Chapitre XII : preuves géologiques

Carnac cite une liste de scientifiques qui croient à l’existence de l’Atlantide. C’est donc que l’atlantologie est pour lui une science sérieuse. Pourtant les géologues n’acceptent guère l’existence passée de l’Atlantide. Pour eux, les données géologiques concernant les terres situées, dans la zone de contact initial afro-américaine, n’accusent point de présence d’un continent digne d’être pris en considération. La dorsale atlantique médiane recouverte de plus de 3000 d’eau ne semble pas avoir bougé depuis 280 000 ans. Les plus récents des sédiments ont un âge qui dépasse les 30 000 ans. Situer la grande île perdue quelque part à l’Orient de la dorsale médio-atlantique n’arrange pas non plus l’affaire. Carnac pense tout de même qu’une île de terre aurait pu exister en plaine dorsale médio-atlantique comme c’est le cas de l’Islande. Sous l’effet de la dérive des continents, l’Atlantide se serait désarticulé (environ 9600 ans avant JC) sous la forme d’un archipel. Carnac veut envisager scientifiquement qu’une Atlantide ait existé temporairement, à cause de sa nature fragile, faite de terre de basalte : ce qui rend caduc l’argument selon lequel il n’y aurait « pas de place » entre les continents existants. Carnac pense que l’Atlantide était une île volcanique comme l’Islande et que sa fragilité l’a fait submerger.

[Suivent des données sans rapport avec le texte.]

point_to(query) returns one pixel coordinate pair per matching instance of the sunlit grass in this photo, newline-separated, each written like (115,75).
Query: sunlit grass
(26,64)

Chapitre XIII : la nécessaire catastrophe

L’idée que la fin de l’Atlantide soit venue du ciel fut avancée dès la fin du XVIIIè siècle. C’est en 1788 que Giovanni Rinaldo Carli écrit ses « Lettres américaines ». Il affirme qu’une comète avait heurté la Terre 10 000 ans avant notre ère et fit disparaître l’Atlantide. En 1954, parut le premier ouvrage de l’Autrichien Otto Muck qui apporte des arguments solides aux partisans de l’existence passée de l’Atlantide. Selon lui, l’Atlantide était une île assez grande située dans l’Atlantique dans une zone incorporant les Açores et mesurant 400 000 kms 2. Selon Muck, un « planétoïde » pesant plus de 200 milliards de tonnes, au diamètre d’environ dix kms, pénétra violemment dans l’atmosphère de la Terre où il explosa, se fragmentant en plusieurs morceaux. L’hypothèse de Muck n’émut pas outre mesure l’establishment scientifique, qui ne s’y intéresse point.

Chapitre XIV : Pas d’Atlantide sans déluge

Le thème du Déluge présente une triple parenté avec le mythe de l’Atlantide : sa signification philosophique, liée au mécanisme péché-punition, son caractère catastrophique évident et le transfert de société humaine qui en résulte, déterminant le départ des rescapés ou réfugiés atlantes. Si le Déluge biblique est souvent présenté comme une fable, l’universalité du motif laisse à penser qu’il eut des modèles concrets. L’océanographe André Caport estime que le Déluge fut un phénomène à l’échelle de la planète et qu’il eut lieu en 6500 avant JC provoquant la hausse rapide de 50 mètres du niveau des océans.

Chapitre XV : l’Atlantide au crible des sciences

Pour Carnac, le combat intellectuel que se livrent atlantologues scientifiques et scientifiques qu nient cette existence n’est pas celui de la science et de la non-science, c’est le conflit personnel entre l’amour propre réfugié dans la forteresse aux défenses inutiles de l’acquis considéré comme indépassable et la passion pour la vérité. Ainsi, le géographe ne peut ni confirmer ni infirmer l’existence passée de l’Atlantide sans faire appel à la géologie. La géologie laisse ouverte la possibilité que l’Atlantide ait pu se situer sur le plateau sous-marin açorien.

Epilogue : perspectives pour l’Atlantide

Des erreurs manifestes d’ordre scientifique, historique, géographique, sans compter les innombrables élucubrations des atlantomaniaques, admirateurs incinditionnels d’Atlantes supercivilisés, ont contribué à l’atmosphère de supercherie qui entache toujours la démarche atlantologique.

Carnac pense qu’il y aura de nouvelles découvertes et reste convaincu que l’hypothèse selon laquelle l’Atlantide a existé est tout à fait défendable. Il pense que c’est une météorite qui a provoqué sa destruction. Il conclut en affirmant que l’engouement pour l’énigme de l’Atlantide est une attitude intellectuelle profitable à la culture de tout un chacun et non pas un culte étrange à officier.